Episode #1: Five Deadly And Dastardly Leader Misperceptions

The Japan Business Mastery Show

Becoming a leader is usually because we were superior to our colleagues. Maybe we had better technical knowledge, more experience, were better organized, worked harder than the others. The problem is that for a hammer everything looks like a nail and we are the same. We imagine everyone else is similarly motivated like us. “If you just do what I did you will be fine” is what we tell them. Not true!

Here are five of the most common misconceptions leaders have about their team members

1. Everybody is the same.

We believe that there is a commonality of purpose within our team. They are basically looking for similar outcomes. We can treat them and interact with them the same way. The reality is we will have people in different stages of their life and career. They have different educational backgrounds, grew up in different locations, have different families and think quite differently from one another and from us.

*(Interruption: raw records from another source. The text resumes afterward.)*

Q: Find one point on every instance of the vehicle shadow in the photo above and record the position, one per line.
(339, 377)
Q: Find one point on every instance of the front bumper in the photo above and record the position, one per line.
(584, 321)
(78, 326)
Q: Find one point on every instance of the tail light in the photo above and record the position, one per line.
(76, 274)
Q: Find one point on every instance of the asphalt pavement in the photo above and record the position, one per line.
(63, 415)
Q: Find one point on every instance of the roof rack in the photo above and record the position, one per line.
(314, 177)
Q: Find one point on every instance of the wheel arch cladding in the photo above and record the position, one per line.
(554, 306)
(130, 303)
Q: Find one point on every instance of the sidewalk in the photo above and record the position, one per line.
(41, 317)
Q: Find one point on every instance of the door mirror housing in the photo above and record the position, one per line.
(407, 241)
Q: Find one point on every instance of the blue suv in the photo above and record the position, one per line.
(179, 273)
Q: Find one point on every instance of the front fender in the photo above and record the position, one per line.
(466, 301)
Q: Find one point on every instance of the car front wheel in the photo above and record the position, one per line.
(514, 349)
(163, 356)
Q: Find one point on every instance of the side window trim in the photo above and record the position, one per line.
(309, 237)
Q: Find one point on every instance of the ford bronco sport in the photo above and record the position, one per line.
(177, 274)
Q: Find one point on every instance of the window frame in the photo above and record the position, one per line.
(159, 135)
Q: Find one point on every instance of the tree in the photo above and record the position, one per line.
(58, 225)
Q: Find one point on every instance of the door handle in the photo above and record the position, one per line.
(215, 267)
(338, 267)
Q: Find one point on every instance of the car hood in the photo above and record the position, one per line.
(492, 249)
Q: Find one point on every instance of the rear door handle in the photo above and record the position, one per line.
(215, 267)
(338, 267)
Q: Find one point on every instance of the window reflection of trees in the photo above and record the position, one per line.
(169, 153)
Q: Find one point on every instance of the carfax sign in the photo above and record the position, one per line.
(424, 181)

2. Everybody wants the same thing out of work

We are highly motivated and that is part of the reason they made us the boss. We love challenges, to be creative, to push the envelope. We love the thrill of the hunt for business, the cut and thrust of negotiating with buyers. Probably none of these things excite someone who works n the back office. Some people see a job as a job and their real passion is the hobby or their family or friends. Work is just a means to an end. They do their work and then want to go home and forget about it.

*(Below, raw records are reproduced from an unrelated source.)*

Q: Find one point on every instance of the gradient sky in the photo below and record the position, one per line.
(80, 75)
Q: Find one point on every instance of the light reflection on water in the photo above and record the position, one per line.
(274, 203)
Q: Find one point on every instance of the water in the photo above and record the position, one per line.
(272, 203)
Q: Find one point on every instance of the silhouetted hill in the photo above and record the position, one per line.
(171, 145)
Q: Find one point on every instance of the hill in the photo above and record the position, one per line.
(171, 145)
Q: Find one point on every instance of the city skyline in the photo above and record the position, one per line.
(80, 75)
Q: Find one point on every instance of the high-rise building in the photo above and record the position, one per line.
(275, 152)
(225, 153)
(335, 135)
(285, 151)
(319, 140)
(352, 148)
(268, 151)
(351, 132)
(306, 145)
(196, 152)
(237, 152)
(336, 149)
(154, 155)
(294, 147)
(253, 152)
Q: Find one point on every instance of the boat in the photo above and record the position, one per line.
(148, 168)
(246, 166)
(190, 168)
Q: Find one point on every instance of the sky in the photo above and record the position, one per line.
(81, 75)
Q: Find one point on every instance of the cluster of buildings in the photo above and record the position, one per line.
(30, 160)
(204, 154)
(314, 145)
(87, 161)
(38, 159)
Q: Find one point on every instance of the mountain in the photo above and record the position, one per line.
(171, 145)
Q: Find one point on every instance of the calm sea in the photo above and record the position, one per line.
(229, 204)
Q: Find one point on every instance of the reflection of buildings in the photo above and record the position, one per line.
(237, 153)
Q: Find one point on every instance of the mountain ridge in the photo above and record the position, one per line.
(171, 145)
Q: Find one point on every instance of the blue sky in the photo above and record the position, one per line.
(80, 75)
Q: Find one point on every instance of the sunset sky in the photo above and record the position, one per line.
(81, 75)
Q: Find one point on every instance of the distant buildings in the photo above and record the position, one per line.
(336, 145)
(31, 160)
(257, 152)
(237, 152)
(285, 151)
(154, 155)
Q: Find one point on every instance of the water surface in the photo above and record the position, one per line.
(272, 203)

3. Everybody wants to be promoted

You worked super hard because you had tremendous ambition. You now synthesise your desires with those working for you. You imagine they want to be promoted too, just like you. They are not that interested. They are happy with what they are doing. They have found their groove, where they can control the stress and the wear and tear. They don’t want to upset the apple cart.

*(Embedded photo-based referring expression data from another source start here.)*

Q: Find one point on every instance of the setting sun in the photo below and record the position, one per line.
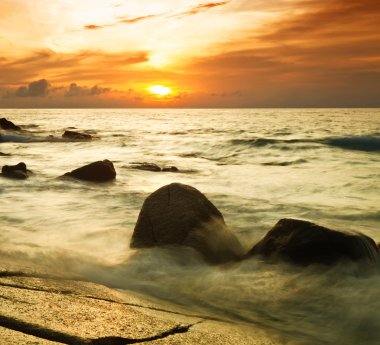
(159, 90)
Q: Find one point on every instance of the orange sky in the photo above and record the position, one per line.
(237, 53)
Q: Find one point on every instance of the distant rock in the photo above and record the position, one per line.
(170, 169)
(305, 243)
(146, 166)
(8, 125)
(76, 135)
(18, 171)
(177, 214)
(100, 171)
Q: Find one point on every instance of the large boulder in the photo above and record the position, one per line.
(18, 171)
(100, 171)
(9, 125)
(76, 135)
(177, 214)
(305, 243)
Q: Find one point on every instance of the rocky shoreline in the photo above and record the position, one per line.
(43, 308)
(40, 308)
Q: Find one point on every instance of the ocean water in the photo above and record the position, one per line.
(256, 165)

4. Everybody wants to be a manager

You had ideas, desires and aspirations to be the boss. You wanted to be in charge, to do things your way. All great, but the people working for you may be constructed in an entirely different manner. They see what a miserable time you are having as a manager. Constant pressure from above for results, the long hours, the unrelenting pace. Maybe they don’t want that for themselves.

5. Everyone wants to live up to “your expectations”

You’re the boss, so you have your standards of how things should work. You are logical and considered, so it is natural that others would agree with how you want to run the world. Well maybe not. They may disagree with the way you run things. They may have their own opinion on standards and these differ from yours.

We fool ourselves into seeing everything around us through our own prism. We extend that viewpoint to our team and believe they are in sync with us when they are not. When you look at your team members remember : people are different; they don’t want the same things out of work. They don’t all want to be promoted, not everyone wants to be a manager and they have different standards from you.